The Private Securities Litigation Reform Act of 1995 provides a safe harbor for forward-looking statements made by or on behalf of the Company. Management's Discussion and Analysis and other sections of this Annual Report contain forward-looking statements that reflect the Company's current views with respect to future events and financial performance.

Forward-looking statements are identified by the use of the words "aim," "believe," "expect," "anticipate," "intend," "estimate" and other expressions that indicate future events and trends. Any forward-looking statement speaks only as of the date on which such statement is made and the Company undertakes no obligation to update any forward looking statement, whether as a result of new information, future events or otherwise. You are advised, however, to consult any further disclosures we make on related subjects in our reports to the Securities and Exchange Commission. Also, note the following cautionary statements.

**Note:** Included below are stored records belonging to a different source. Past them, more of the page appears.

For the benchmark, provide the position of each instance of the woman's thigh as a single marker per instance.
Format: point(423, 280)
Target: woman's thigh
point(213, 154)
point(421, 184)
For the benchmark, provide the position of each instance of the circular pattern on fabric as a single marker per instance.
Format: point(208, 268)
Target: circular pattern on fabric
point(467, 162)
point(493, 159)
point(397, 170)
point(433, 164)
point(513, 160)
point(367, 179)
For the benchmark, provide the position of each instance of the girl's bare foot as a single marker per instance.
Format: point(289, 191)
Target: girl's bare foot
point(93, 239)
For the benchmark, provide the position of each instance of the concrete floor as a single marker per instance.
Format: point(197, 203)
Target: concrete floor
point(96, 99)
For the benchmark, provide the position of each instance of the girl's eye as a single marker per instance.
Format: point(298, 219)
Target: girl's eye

Many factors could cause actual results to differ materially from the Company's forward-looking statements. Such factors include global economic conditions, increasing price and product competition by foreign and domestic competitors, fluctuations in cost and availability of raw materials, the ability to maintain favorable supplier relationships and arrangements, difficulties in integrating acquired businesses and achieving expected synergies therefrom, economic and political conditions in international markets, the ability to penetrate existing, developing and emerging foreign and domestic markets, which also depends on economic and political conditions, foreign exchange rates and fluctuations in such rates, the impact of environmental regulations, unexpected business disruptions and the unpredictability of existing and possible future litigation, including litigation that could result if PPG's Settlement Arrangement for asbestos claims does not become effective. However, it is not possible to predict or identify all such factors. Consequently, while the list of factors presented here and in the Company's Form 10-K for the year ended December 31, 2008 under the caption "Item 1a. Risk Factors" are considered representative, no such list should be considered to be a complete statement of all potential risks and uncertainties. Unlisted factors may present significant additional obstacles to the realization of forward-looking statements.

Consequences of material differences in the results compared with those anticipated in the forward-looking statements could include, among other things, business disruption, operational problems, financial loss, legal liability to third parties, other factors set forth in "Item 1a Risk Factors" of the Company's Form 10-K for the year ended December 31, 2008 and similar risks, any of which could have a material adverse effect on the Company's consolidated financial condition, results of operations or liquidity.